The overproduction of pigs has brought the whole of Europe into a survival threatening situation, according to German market analysis association ZMP.

The European Commission has ruled out pig price increases in the first quarter of 2008. Restrictions in pig production will only set in during the course of 2008, returning profit slowly.

Lower prices
In the main pig producing countries – Germany, France, the Netherlands, Denmark and Spain – the pig prices will clearly be lower in the last quarter of 2007 in comparison to the same period a year ago.

For producers in Finland, Sweden, Greece and Poland, somewhat higher prices have been forecasted.

In total, pigmeat prices for 2007 in the EU are around 10% lower than last year.

Why the lower prices?
It’s simple – supply has outstripped demand.
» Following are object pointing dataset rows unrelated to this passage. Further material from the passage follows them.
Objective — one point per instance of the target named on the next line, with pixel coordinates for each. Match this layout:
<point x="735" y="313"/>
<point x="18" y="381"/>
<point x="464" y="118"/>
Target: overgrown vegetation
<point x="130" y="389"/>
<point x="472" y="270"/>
ZMP estimates that pig production within the 25 EU countries is around 22 million tonnes this year – nearly 3% more than in 2006. In addition, 365,000 tonnes of pigmeat from the EU accession countries Romania and Bulgaria must be considered.

In Eastern Europe, the reaction towards the high feed prices is strong. Pig production in Poland, for example, is expected to decline by 6% in the first half of 2008.

Hungary and the Czech Republic are counting on at least a 5% decline in production.

Pig production, however, combined in Denmark, the Netherlands, France, Germany and Italy, in the first half of 2008 is unlikely to be significantly less than in 2007.